Baguio mayor bans red-tagging posters, tarps
BAGUIO CITY, Benguet, Philippines — Mayor Benjamin Magalong has directed the police in Baguio City to take down any tarpaulin or poster that imply or explicitly tie local activists to the communist movement and its military arm, the New People’s Army.
Magalong, who chairs the Cordillera Regional Peace and Order Council, gave this order to Col. Glenn Lonogan, the city’s police director, on Saturday during a dialogue with activists, including students, who said they felt unsafe in the city after they were harassed online because they were falsely linked to communist rebels.
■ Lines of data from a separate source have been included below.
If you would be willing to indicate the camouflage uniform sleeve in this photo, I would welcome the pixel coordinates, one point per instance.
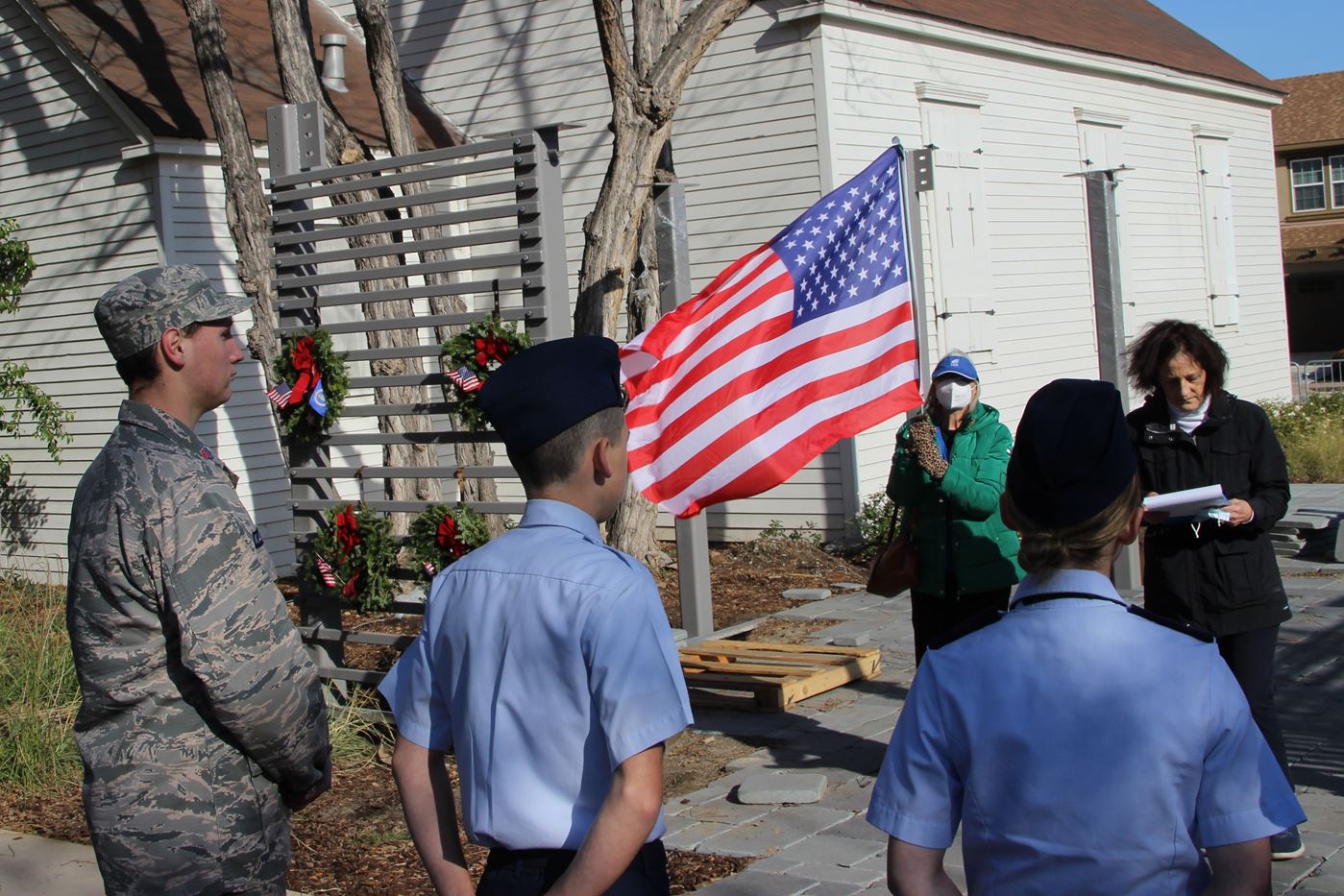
(238, 641)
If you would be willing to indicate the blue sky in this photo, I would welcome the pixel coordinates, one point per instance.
(1277, 39)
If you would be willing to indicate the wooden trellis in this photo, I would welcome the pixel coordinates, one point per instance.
(428, 242)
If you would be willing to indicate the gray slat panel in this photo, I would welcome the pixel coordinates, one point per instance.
(522, 141)
(424, 174)
(507, 211)
(475, 191)
(411, 507)
(509, 234)
(400, 472)
(394, 272)
(406, 438)
(467, 288)
(411, 323)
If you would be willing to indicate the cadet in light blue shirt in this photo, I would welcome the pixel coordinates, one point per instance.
(546, 661)
(1084, 746)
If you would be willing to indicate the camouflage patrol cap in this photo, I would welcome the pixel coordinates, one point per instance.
(137, 310)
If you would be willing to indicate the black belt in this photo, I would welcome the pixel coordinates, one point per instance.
(501, 856)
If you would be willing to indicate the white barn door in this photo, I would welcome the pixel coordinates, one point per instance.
(961, 286)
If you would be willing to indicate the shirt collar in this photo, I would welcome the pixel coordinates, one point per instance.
(546, 512)
(1063, 582)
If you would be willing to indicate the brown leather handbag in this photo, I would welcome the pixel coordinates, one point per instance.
(896, 566)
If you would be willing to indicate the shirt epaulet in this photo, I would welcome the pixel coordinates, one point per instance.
(1175, 625)
(973, 623)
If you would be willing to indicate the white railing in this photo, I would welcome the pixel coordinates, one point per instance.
(1317, 376)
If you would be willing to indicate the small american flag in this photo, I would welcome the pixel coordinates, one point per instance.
(467, 380)
(326, 571)
(279, 394)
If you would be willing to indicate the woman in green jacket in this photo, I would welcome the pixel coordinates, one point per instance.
(947, 475)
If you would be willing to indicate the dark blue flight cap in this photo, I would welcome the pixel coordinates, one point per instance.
(548, 388)
(1073, 455)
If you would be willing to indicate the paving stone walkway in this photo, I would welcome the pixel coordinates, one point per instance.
(828, 849)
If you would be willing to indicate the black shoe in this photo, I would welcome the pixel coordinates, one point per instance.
(1285, 844)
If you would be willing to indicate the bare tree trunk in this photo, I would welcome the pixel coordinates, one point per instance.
(300, 83)
(245, 202)
(390, 89)
(646, 91)
(635, 525)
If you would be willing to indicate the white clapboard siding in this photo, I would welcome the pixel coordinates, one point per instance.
(87, 219)
(1037, 222)
(498, 64)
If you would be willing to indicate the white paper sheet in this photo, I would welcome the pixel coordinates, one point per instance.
(1188, 502)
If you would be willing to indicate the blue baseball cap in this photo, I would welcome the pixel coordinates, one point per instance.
(959, 366)
(548, 388)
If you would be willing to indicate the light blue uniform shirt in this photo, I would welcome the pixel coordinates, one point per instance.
(546, 660)
(1084, 748)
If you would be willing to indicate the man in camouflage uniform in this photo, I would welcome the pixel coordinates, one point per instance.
(203, 720)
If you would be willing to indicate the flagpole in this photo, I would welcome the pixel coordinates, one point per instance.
(916, 172)
(693, 534)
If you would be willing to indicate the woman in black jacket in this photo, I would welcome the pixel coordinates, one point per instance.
(1220, 576)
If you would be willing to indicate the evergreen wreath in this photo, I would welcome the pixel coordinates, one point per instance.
(471, 356)
(440, 535)
(305, 360)
(359, 554)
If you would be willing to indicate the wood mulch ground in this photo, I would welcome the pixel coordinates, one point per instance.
(354, 839)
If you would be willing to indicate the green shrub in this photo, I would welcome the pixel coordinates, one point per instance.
(39, 693)
(1310, 434)
(874, 522)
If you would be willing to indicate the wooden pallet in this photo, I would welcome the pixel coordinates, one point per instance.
(754, 674)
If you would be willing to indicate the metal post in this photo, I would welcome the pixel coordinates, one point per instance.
(916, 179)
(546, 238)
(295, 142)
(693, 534)
(1111, 326)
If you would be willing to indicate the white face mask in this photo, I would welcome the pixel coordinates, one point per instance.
(953, 394)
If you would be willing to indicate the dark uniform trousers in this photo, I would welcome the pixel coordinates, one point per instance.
(531, 872)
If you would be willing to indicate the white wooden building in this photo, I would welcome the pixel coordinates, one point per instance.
(795, 97)
(108, 162)
(792, 100)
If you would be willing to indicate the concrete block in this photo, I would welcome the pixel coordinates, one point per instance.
(775, 831)
(695, 835)
(781, 787)
(807, 593)
(753, 883)
(832, 889)
(753, 761)
(839, 873)
(829, 849)
(858, 828)
(727, 812)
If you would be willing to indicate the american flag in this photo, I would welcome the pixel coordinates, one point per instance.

Members of the Cordillera People’s Alliance (CPA) and its affiliate organizations met Magalong, after these groups were declared persona non grata by two Baguio villages and labeled as “communist front organizations” in several other towns and provinces in the Cordillera.
Magalong said he would also ask for a review of how the Cordillera’s anti-insurgency program had been executed.
He acknowledged the “evil” that red-tagging does to the psyche of young people, adding it robbed “people of their dignity, especially if [these actions] are designed to destroy the reputation of people.”
“If you don’t feel safe in Baguio, that means I have problems as the chief executive,” Magalong told the group.
He told the city police to stop groups from installing tarpaulins or posters that Red-tagged activists.
“Those posters are now prohibited,” he told, Lonogan, who was present in the meeting.
Louise Montenegro, a student of the University of the Philippines Baguio, said she had been “humiliated” and threatened with rape or physical assault online because of social media posts identifying her as a “communist terrorist” that could have been generated or shared by the police and some government agencies.
Montenegro, who is not a resident of the city, informed Magalong that these threats made her and other young activists fearful about remaining in Baguio.
“The attacks have tarnished our home here in the city … Having our parents see those [messages] have also been of great concern for us,” she said.
Montenegro was among the students who petitioned a local court for a writ of amparo in March 2021, which required the police to track and shut down 24 Facebook accounts responsible for a smear campaign targeting the youths, said their counsel, human rights lawyer Francesca Macli-ing Claver.
Six of these accounts turned out to have emerged from official social media pages of police offices in the Cordillera, which were eventually taken down, she said.
“We are not communists [and] we are not rebel combatants,” said Jeoff Larua, secretary general of Tongtongan ti Umili, but were labeled as such even by the police, endangering their lives and their families.
Red-tagging in the summer capital could also be a “precursor” to more sinister actions like falsified criminal charges or extrajudicial killings, added CPA chair Windel Bolinget, who was recently acquitted of a murder complaint filed by the police in the Davao region, which he had never visited.